The USDJPY pair is at the highest annual levels, testing the strong resistance of 145.00.
The pullback from the strong level comes amid traders' caution about possible currency intervention.
Japan's low yields made the national currency a convenient target for short sellers and financial operations. At the same time, the interest rate gap between Japan and the United States has led to persistent weakness of the yen.
The Japanese currency has decreased about 20% since the Fed began the quick rate hike to fight the rising inflation in March 2022. In the meantime, the Bank of Japan remains in a very supportive stance.
The land of the rising sun intervened in the pricing of the yen last September when the dollar rose above 145.00. This prompted the Ministry of Finance to buy the yen and brought the pair back to around 140.00. The USDJPY is up over 9% for the year.
Traders expect probable intervention from Japanese officials soon as the yen fluctuates near this level again.
At the same time, U.S. bond yields rose, lifting the dollar to its highest level since July 7. That came after Friday's data showed manufacturing prices a slight increase in manufacturing prices for more than they were expected in July. The cost of services rose at the fastest pace in a year.
Consumer sentiment in the U.S. deteriorated in August. However, Americans expect lower inflation in the coming year and in the future. This data was shown by a survey conducted on Friday.
This week, the publication of the minutes of the Fed meeting is expected. The documents may help markets to adjust expectations regarding future interest rates.
The USDJPY currency pair forms an uptrend on the H1 timeframe.

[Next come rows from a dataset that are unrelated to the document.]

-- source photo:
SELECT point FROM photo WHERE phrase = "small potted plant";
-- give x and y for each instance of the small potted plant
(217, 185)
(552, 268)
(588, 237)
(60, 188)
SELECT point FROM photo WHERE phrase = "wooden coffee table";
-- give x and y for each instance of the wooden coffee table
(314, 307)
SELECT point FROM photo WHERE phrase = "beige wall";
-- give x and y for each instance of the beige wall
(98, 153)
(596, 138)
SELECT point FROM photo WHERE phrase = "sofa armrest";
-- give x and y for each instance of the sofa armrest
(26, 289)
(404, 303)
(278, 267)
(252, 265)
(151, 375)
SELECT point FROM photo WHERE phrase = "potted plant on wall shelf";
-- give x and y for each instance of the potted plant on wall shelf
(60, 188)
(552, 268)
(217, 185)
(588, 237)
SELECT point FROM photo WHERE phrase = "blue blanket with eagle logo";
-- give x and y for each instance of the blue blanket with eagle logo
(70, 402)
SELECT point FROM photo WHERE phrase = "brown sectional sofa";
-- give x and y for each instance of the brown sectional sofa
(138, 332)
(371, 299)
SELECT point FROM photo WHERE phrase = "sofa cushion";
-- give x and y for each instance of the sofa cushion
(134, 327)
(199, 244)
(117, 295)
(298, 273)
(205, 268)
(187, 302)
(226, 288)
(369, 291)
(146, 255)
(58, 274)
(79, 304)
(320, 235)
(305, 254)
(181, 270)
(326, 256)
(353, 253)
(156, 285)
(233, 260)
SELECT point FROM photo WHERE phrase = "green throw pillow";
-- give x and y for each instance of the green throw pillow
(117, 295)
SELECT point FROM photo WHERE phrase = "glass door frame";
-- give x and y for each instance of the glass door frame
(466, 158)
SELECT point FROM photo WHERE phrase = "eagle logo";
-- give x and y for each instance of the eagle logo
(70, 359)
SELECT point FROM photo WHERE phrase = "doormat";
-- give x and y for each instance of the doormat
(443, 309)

The price collision with the strong resistance of 145.00 increases the likelihood of quotes correcting to the ascending support.
Signal:
Short-term prospects for the USDJPY pair.
Target is at the level of 144.20.
Part of the profit should be fixed around the level of 144.65.
Stop-loss is around the level of 145.50.
The bearish trend is short-term, so choose a trading volume of no more than 2% of your balance.
This content is for informational purposes only and is not intended to be investing advice.